For the Lulz?: AI-generated Subliminal Hate is a New Challenge in the Fight Against Online Harm

13th November 2023 Olivier Cauberghs

By Olivier Cauberghs

13th November 2023 In Insights

Content Warning: this Insight contains antisemitic and hateful imagery

Many social media networks actively remove harmful content from their platforms. Apart from acting on user-submitted reports, social networks are also increasingly using artificial intelligence (AI) to detect such content automatically. In a continued cat-and-mouse game, bad actors have recently also started using AI to flood social networks with automatically generated hate memes. What’s more, they are now adopting novel techniques that obfuscate harmful content, making it much harder for humans and AI to detect it. The recent escalations in the Hamas-Israel conflict have made for an already volatile online environment replete with harmful mis/disinformation and hateful rhetoric.
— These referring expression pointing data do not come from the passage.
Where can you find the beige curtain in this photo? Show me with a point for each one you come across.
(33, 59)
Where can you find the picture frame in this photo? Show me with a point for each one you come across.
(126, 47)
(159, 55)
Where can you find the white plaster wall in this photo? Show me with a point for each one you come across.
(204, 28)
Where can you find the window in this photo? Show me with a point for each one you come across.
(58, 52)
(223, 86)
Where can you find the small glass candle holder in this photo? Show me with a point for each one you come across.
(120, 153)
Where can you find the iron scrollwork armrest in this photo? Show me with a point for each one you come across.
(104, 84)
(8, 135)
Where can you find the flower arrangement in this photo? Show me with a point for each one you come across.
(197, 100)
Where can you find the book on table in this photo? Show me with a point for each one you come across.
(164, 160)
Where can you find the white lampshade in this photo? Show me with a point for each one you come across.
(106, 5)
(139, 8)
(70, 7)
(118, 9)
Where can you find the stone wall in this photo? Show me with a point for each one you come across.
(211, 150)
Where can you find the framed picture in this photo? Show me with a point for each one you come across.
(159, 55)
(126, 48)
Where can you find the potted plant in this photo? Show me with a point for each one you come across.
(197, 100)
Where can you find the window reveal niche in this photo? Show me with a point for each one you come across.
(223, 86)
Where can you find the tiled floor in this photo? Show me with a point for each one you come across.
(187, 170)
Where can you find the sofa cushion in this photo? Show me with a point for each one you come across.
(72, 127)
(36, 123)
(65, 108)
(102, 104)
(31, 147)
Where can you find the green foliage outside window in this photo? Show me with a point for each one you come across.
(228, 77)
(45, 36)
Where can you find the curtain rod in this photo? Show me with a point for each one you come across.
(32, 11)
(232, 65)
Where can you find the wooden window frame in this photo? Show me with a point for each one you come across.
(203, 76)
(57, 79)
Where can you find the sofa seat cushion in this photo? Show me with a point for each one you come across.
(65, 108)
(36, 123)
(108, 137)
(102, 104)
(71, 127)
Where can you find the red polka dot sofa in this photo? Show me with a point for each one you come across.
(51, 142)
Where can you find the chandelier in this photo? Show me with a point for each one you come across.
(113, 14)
The proliferation of AI-generated hate memes relating to the conflict is bound to add fuel to this fire.

In this Insight, we bring attention to the rising concern of AI-generated content using subliminal hate messages that have infiltrated the current social media landscape. We aim to shed light on the tactics employed by bad actors who attempt to hide behind a veil of anonymity and make recommendations for tech companies to address this ever-evolving threat.

A Double-edged Sword

Tech companies insist that AI-generated content is the future, and even traditional media have now started to use AI-assisted image generation to enhance their articles. However, despite reassurances from AI providers that their algorithms have robust safeguards against misuse, concerns about escalating instances of misuse are gaining traction. For example, users of the DALL·E-powered Microsoft Bing and several other open-source AI image creation software can generate offensive content instantly. For example, images of Spongebob flying a plane into the World Trade Center, or Mickey Mouse as a concentration camp guard have been found circulating on 4chan (Figs 1 & 2).

Figs. 1-2: AI-generated images depicting cartoon characters committing atrocities.

In theory, such images can be easily identified as offensive and/or infringing on copyright. What is different now is the scale at which AI generation allows malicious actors to mass-produce variations of the same image to flood platforms and overwhelm content moderators. One Canadian 4chan user identifying as a General of the Memetic Warfare comments: “We’re making propaganda for fun. Join us, it’s comfy”. Following this comes detailed instructions for other users on how to make AI-generated images. The user proceeds to encourage others to participate: “MAKE, EDIT, SHARE. KEEP IT ALIVE, KEEP IT GROWING! And above all, have fun!”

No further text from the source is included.